Says DeSimon, “We never played overseas, where I think we would have gone over pretty well. We didn’t tour on our last record at all, essentially breaking up a few months after Gygax! came out. Our 194th and last show was on September 5, 1995, at Brownies in New York City, where both Justin and I had moved, separately. I think by that point Kill Atom Smasher had sold almost 5,000 copies of LP/CDs, which to me is astounding. It’s more than the other two records sold, for what it’s worth. All in all, I’m very proud of the record, but really it would be sad to say otherwise, right?”
“We were nowhere near the same league as Nirvana, Pavement, or Fugazi. We weren’t even as well known as Jawbox or Shudder to Think; we’d routinely play for like 15 or 20 people in Montana or Texas or whatever,” says Gough. “But then 10 years later I’d read a review of some band where the writer used Pitchblende as a reference point.
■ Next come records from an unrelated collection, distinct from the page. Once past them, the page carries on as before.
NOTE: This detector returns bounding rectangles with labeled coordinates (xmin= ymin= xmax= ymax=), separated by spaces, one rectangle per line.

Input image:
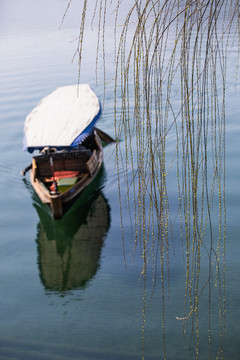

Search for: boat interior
xmin=32 ymin=134 xmax=100 ymax=194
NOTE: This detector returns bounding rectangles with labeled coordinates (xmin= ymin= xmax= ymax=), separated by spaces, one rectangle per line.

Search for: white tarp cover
xmin=24 ymin=84 xmax=101 ymax=151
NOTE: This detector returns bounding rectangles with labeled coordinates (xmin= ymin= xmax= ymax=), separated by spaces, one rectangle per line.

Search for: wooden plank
xmin=86 ymin=150 xmax=98 ymax=176
xmin=37 ymin=159 xmax=88 ymax=176
xmin=50 ymin=196 xmax=63 ymax=220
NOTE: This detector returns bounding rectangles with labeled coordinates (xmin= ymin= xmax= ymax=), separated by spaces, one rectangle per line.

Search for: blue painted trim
xmin=71 ymin=102 xmax=102 ymax=147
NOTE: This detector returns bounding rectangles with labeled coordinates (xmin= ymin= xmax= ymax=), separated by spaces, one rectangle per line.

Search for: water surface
xmin=0 ymin=1 xmax=239 ymax=359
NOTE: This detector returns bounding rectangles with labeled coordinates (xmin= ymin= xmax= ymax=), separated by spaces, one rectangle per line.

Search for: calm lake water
xmin=0 ymin=1 xmax=239 ymax=359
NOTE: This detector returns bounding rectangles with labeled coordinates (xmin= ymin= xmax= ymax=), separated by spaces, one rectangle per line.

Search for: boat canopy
xmin=23 ymin=84 xmax=101 ymax=153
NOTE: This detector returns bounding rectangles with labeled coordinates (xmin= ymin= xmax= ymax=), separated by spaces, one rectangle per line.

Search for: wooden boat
xmin=30 ymin=130 xmax=103 ymax=219
xmin=23 ymin=84 xmax=113 ymax=220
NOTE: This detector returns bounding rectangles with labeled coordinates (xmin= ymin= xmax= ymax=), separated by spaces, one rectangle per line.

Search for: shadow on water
xmin=23 ymin=166 xmax=111 ymax=293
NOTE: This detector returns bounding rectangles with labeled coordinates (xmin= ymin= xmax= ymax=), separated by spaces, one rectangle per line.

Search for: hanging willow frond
xmin=62 ymin=1 xmax=239 ymax=357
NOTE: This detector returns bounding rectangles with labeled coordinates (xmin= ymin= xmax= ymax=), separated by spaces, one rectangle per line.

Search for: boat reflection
xmin=26 ymin=167 xmax=111 ymax=292
xmin=36 ymin=192 xmax=110 ymax=292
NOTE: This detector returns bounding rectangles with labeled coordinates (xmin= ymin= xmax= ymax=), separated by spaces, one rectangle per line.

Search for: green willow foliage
xmin=63 ymin=0 xmax=239 ymax=358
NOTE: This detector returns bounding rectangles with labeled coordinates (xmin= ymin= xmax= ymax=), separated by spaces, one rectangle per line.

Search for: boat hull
xmin=30 ymin=132 xmax=103 ymax=220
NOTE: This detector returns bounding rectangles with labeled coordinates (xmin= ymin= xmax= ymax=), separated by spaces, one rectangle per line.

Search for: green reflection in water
xmin=36 ymin=192 xmax=110 ymax=293
xmin=24 ymin=166 xmax=111 ymax=293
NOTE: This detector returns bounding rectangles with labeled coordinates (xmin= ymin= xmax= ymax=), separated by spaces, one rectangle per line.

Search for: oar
xmin=95 ymin=127 xmax=116 ymax=144
xmin=50 ymin=156 xmax=58 ymax=193
xmin=21 ymin=163 xmax=32 ymax=176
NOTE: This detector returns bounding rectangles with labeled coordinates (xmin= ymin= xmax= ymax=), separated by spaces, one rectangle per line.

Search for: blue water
xmin=0 ymin=1 xmax=240 ymax=359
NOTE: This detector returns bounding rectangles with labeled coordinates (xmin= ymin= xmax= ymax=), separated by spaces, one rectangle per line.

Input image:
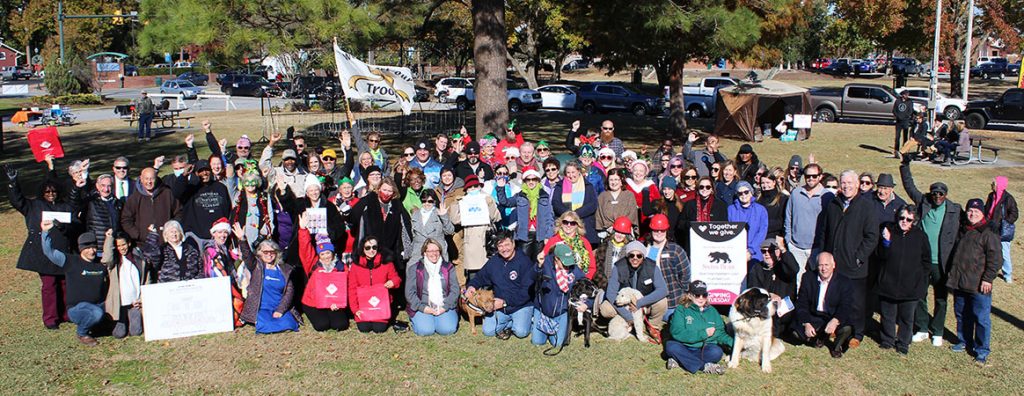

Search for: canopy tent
xmin=714 ymin=80 xmax=812 ymax=141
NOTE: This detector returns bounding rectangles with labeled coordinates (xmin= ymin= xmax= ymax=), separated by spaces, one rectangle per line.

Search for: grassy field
xmin=2 ymin=90 xmax=1024 ymax=394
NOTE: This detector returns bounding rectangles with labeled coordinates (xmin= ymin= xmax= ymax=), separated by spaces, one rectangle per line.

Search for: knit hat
xmin=315 ymin=233 xmax=334 ymax=254
xmin=736 ymin=180 xmax=753 ymax=194
xmin=415 ymin=139 xmax=431 ymax=152
xmin=597 ymin=147 xmax=615 ymax=158
xmin=77 ymin=233 xmax=98 ymax=250
xmin=661 ymin=176 xmax=678 ymax=190
xmin=304 ymin=174 xmax=322 ymax=191
xmin=237 ymin=135 xmax=251 ymax=147
xmin=622 ymin=150 xmax=638 ymax=161
xmin=465 ymin=141 xmax=481 ymax=154
xmin=210 ymin=217 xmax=231 ymax=234
xmin=624 ymin=240 xmax=646 ymax=255
xmin=463 ymin=174 xmax=482 ymax=190
xmin=966 ymin=198 xmax=985 ymax=212
xmin=788 ymin=155 xmax=802 ymax=168
xmin=364 ymin=165 xmax=382 ymax=179
xmin=553 ymin=244 xmax=577 ymax=267
xmin=195 ymin=160 xmax=211 ymax=171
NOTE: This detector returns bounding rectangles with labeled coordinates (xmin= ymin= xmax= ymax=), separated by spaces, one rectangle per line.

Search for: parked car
xmin=159 ymin=79 xmax=205 ymax=99
xmin=562 ymin=59 xmax=592 ymax=71
xmin=684 ymin=86 xmax=722 ymax=118
xmin=219 ymin=74 xmax=281 ymax=97
xmin=894 ymin=87 xmax=966 ymax=120
xmin=853 ymin=59 xmax=876 ymax=73
xmin=177 ymin=71 xmax=209 ymax=86
xmin=150 ymin=63 xmax=171 ymax=69
xmin=124 ymin=65 xmax=139 ymax=77
xmin=414 ymin=86 xmax=429 ymax=102
xmin=888 ymin=58 xmax=920 ymax=75
xmin=172 ymin=61 xmax=195 ymax=68
xmin=434 ymin=77 xmax=473 ymax=103
xmin=576 ymin=83 xmax=664 ymax=116
xmin=825 ymin=58 xmax=853 ymax=75
xmin=1 ymin=66 xmax=32 ymax=80
xmin=811 ymin=58 xmax=832 ymax=69
xmin=682 ymin=77 xmax=737 ymax=97
xmin=977 ymin=56 xmax=1007 ymax=66
xmin=286 ymin=75 xmax=340 ymax=99
xmin=970 ymin=62 xmax=1010 ymax=79
xmin=462 ymin=79 xmax=542 ymax=113
xmin=963 ymin=88 xmax=1024 ymax=129
xmin=1008 ymin=62 xmax=1021 ymax=76
xmin=918 ymin=60 xmax=950 ymax=78
xmin=537 ymin=84 xmax=580 ymax=109
xmin=810 ymin=83 xmax=924 ymax=122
A friend of mine who’s working on a PhD in music theory told me just last week that he saw a mention of Pitchblende in a journal article about noise-rock. So that’s kind of cool that we were name-dropped in an academic work.”
“Kill Atom Smasher is a lost treasure that people can find and be blown away by,” assures Treyfid. “This will happen more and more in the future as new collectors will happen upon it. I’m really happy to have been a part of bringing these people an exciting discovery. And to be a part of this hidden reality with such dear lads as were in Pitchblende makes me feel very satisfied and proud. Go, Pitchblende, go!”